Sheehy packs so much emotion into his mostly delicate vocals that his voice reads like a diary into his soul. In the place of
Dream City Film Club's squalid guitars are violins, cellos, and pianos that sweep around and complement
Sheehy's confident delivery. With
Sheehy himself playing more than half of the instruments,
Sweet Blue Gene is quite an accomplishment.
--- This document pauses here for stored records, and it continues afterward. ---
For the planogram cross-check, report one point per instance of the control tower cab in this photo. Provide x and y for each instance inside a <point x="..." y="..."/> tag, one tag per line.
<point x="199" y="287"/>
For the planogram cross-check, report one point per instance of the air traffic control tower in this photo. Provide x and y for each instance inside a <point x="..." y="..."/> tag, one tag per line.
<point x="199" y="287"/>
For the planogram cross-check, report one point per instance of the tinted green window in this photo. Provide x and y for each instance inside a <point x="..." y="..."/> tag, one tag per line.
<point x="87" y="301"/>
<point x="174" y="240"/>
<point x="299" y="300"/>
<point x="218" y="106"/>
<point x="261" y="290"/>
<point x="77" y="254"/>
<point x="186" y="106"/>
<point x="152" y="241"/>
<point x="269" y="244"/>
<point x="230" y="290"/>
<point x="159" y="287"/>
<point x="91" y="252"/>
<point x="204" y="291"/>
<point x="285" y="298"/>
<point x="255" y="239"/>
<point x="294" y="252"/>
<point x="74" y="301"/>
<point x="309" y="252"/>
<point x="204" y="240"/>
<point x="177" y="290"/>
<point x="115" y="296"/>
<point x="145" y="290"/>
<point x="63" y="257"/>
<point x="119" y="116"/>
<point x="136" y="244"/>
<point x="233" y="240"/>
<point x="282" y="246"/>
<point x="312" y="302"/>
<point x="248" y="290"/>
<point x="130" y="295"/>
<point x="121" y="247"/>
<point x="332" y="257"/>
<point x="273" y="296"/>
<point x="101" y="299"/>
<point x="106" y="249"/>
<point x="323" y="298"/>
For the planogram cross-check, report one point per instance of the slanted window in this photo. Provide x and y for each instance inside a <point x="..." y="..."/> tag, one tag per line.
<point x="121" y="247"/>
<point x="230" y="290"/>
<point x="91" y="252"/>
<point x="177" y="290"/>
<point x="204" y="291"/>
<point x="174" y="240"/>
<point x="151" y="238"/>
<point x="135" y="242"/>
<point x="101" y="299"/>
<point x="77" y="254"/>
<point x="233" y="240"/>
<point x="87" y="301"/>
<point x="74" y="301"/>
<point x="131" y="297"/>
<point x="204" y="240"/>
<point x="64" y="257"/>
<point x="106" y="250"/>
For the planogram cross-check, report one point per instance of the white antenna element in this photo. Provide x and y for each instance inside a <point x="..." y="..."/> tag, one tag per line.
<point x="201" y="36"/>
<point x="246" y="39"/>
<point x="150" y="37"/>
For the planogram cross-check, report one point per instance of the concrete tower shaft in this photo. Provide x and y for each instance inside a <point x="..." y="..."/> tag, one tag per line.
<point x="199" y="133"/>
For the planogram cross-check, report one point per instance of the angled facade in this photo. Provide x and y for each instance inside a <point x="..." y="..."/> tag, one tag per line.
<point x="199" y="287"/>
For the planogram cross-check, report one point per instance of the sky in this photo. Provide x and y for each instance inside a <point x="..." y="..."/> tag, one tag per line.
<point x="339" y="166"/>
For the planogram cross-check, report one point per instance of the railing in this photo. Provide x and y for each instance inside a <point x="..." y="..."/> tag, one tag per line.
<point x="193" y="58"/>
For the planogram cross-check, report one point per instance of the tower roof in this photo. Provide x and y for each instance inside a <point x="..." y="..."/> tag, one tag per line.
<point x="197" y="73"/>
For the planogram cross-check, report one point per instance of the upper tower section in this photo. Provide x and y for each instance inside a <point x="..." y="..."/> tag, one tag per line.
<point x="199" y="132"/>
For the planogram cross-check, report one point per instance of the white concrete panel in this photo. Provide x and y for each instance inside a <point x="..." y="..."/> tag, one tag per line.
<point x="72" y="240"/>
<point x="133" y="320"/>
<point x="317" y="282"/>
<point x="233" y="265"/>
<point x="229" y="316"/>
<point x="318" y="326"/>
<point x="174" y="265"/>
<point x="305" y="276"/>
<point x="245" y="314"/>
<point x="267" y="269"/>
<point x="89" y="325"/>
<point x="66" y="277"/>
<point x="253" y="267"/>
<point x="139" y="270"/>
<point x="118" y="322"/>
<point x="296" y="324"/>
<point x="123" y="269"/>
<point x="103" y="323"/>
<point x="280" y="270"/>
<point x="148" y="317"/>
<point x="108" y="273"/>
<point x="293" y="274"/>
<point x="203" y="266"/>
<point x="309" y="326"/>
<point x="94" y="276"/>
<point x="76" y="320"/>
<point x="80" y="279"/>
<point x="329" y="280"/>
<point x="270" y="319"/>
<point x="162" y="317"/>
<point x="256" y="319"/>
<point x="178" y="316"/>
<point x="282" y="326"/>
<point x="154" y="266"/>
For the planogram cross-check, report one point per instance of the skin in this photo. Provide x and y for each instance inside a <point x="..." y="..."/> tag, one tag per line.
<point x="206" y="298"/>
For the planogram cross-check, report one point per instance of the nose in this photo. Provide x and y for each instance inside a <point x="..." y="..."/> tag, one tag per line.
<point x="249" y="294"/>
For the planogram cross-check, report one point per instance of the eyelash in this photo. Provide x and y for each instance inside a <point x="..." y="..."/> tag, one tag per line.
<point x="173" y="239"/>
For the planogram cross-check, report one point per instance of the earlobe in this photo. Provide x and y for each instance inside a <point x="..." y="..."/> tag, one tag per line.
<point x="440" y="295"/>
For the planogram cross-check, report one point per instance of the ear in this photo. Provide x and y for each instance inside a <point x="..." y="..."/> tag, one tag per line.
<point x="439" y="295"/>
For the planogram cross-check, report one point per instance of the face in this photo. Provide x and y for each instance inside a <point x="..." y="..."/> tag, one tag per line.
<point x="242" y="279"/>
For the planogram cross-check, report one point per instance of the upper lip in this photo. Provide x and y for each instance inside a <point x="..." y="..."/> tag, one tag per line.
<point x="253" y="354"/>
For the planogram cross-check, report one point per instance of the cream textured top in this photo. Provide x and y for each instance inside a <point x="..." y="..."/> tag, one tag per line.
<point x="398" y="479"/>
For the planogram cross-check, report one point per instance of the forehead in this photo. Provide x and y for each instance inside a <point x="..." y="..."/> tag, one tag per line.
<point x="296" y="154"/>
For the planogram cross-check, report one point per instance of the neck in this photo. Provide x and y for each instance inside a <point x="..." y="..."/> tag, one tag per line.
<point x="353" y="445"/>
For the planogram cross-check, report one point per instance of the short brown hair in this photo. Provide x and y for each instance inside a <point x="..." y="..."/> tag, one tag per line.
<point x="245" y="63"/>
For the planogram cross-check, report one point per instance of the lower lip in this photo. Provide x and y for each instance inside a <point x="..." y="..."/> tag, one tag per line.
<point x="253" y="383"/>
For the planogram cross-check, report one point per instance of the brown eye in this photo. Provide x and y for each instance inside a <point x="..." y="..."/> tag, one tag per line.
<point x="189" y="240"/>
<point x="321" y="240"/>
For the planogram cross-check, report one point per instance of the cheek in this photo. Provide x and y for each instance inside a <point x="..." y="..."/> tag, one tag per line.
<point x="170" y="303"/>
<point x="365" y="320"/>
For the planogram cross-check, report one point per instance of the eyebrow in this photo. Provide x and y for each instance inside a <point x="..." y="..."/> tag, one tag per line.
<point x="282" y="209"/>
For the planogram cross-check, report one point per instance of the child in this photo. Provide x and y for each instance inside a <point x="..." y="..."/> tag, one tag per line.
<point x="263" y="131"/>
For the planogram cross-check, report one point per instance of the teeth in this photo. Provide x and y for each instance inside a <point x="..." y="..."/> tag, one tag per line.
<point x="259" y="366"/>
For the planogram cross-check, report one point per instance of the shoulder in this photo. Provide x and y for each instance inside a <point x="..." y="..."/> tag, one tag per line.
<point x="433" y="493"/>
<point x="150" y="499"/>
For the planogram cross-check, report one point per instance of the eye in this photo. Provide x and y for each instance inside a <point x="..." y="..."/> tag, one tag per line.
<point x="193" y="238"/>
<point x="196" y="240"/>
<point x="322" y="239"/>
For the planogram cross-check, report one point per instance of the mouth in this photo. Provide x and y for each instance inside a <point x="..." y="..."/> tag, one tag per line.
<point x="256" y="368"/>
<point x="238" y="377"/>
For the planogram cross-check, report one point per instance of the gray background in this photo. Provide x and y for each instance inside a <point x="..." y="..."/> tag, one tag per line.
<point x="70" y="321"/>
The strongest songs are those that expose the most emotion. "Love Me" is a call for a cheating lover to just do what the title says, no matter what they do with their other lovers. "I Can't Comfort You Anymore" is a poetic look at the loss that death brings. "Daddy Is a Good Man" might be
Sheehy's saddest song, as a father tells a child that he's a good man and that the child shouldn't "listen to mummy's lies." "The Licensing Song" is as full of hope as a song about despair can be, with
Sheehy singing, "the bars close too early in this town."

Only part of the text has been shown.